Как ни беспомощен по вышеизложенным причинам обычный спиритуализм по отношению к проблемам психической причинности, существует все-таки еще один способ, посредством которого можно было бы сделать попытку спасти отстаиваемую спиритуализмом гипотезу субстанциальной причины и в то же время устранить те противоречия, которые возникают между ней и понятием субстанции. Эта мысль может быть выражена, например, следующим образом: «Всякое понятие должно сообразоваться со специальными условиями той области, в которой оно применяется. Если в той форме, в которой субстанциальная причинность служит истолкованию природы, она неприложима к психологии, то что препятствует нам изменить это понятие таким образом, чтобы оно стало приложимым? Стало быть, ничто не мешает нам наделить душевную субстанцию всеми теми свойствами, которых требует внутреннее замечание, и назвать непосредственное обнаружение этих свойств их субстанциальной причинностью. Допустим, стало быть, что душа не проста, а сложна, что она не неизменна, а непрерывно изменяется, что она состоит не в бытии, отличном от психических процессов, а что бытие ее состоит в самих этих процессах. Раз мы продолжаем понимать последние как деятельность некоторой сущности, сохраняется и понятие субстанциальной причинности, в которое, стало быть, вошли только наиболее ценные из признаков субстанции — признаки неделимости и неуничтожаемое™». Именно это воззрение и развил Лотце в противоположность метафизике Гербарта. Очевидно, однако, что здесь понятие субстанции переносится на предпосылку, которая вполне противоречит не только прочим применениям этого понятия, но и логическим мотивам его развития. Ведь каждое абстрактное понятие, выражающее отношение теряет свое содержание, коль скоро уничтожается различие, отделяющее его от дополняющего его соотносительного понятия: ставшая акциденцией субстанция уже не субстанция; субстанциальная причинность, растворяющаяся в присущей ей причинности до потери своих отличительных признаков, в действительности есть просто причинность.
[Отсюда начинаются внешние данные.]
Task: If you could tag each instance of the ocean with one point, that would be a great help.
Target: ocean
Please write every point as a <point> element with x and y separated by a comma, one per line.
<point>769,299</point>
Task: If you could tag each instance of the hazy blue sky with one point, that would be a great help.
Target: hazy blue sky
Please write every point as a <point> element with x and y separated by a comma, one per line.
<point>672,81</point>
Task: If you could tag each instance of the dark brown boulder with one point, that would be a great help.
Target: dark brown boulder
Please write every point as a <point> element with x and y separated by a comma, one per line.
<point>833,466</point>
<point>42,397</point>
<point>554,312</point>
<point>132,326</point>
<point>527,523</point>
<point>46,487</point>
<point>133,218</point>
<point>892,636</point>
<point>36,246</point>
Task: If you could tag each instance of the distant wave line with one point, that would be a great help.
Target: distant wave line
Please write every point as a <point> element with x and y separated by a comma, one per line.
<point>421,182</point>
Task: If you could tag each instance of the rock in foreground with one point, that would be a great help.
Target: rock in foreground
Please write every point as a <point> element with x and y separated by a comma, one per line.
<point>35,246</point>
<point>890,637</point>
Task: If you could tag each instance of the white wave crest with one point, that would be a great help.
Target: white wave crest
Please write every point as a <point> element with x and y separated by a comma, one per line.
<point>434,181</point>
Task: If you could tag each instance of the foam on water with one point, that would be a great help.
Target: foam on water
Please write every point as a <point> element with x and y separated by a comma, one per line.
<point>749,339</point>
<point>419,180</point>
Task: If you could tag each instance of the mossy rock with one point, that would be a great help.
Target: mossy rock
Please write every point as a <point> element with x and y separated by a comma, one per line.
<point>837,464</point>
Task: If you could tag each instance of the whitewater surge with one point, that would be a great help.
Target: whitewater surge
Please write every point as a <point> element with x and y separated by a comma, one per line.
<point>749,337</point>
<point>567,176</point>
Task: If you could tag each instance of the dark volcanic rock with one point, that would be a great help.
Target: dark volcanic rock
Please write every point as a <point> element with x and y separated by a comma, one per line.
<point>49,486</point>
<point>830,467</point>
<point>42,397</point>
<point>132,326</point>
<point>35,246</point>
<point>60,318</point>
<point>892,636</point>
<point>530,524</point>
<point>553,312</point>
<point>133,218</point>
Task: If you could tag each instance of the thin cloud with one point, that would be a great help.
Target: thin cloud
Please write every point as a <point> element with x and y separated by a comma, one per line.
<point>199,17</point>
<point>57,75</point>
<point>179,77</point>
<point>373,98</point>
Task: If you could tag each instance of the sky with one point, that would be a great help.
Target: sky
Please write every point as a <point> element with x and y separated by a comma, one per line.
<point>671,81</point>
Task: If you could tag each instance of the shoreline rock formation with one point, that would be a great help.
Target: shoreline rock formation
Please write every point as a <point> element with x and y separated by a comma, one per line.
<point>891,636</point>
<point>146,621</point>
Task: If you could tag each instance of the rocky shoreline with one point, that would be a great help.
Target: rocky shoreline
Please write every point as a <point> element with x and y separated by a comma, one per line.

Если материя называется субстанцией вследствие своего пребывания и своей неизменности, то душа, обнаруживающая противоположные свойства, не может быть названа тоже субстанцией. К тому же для всех тех признаков, из которых Лотце составляет понятие души, имеется уже налицо вполне адекватное понятие, а именно понятие вещи. Эмпирическая вещь настолько же изменчива, как и душа, по воззрению Лотце, она растворяется в своих связанных воедино признаках и не отличается от них. Тем не менее и здесь остается различие, препятствующее нам применять понятие вещи к нашему сознанию. Из двух основных признаков вещи: временной непрерывности и пространственной самостоятельности, нашему внутреннему опыту принадлежит только первый, а не второй. Ведь именно внутренний опыт связует все возможные данные в пространстве предмету, отдаленнейшие и ближайшие, при каком угодно их изменении, и таким образом именно потому и делает возможным понимание той пространственной самостоятельности, которая обнаруживается при движении, что сам он лишен последней. Но это различие связано с дальнейшим, состоящим в том, что изменчивость и пребывание суть относительные определения эмпирических вещей, всегда встречающиеся в соединении друг с другом; не будь этого соединения, совсем немыслимо было бы возникновение указанных соотносительных понятий субстанции и акциденции, превращающих эти относительные определения в абсолютные. Но этого-то отношения вовсе и не представляет нам течение психических процессов. Наиболее устойчивое из того, что только есть в нас, наше хотение, есть прежде всего деятельность, никогда не приостанавливающаяся, непрерывный процесс. Пребывающее бытие мы находим в себе самих всегда лишь по отношению ко внешним объектам, стало быть, в качестве условия выработки понятий внешней вещи и субстанции, а не как основание простирающегося на нас самих приложения этих понятий.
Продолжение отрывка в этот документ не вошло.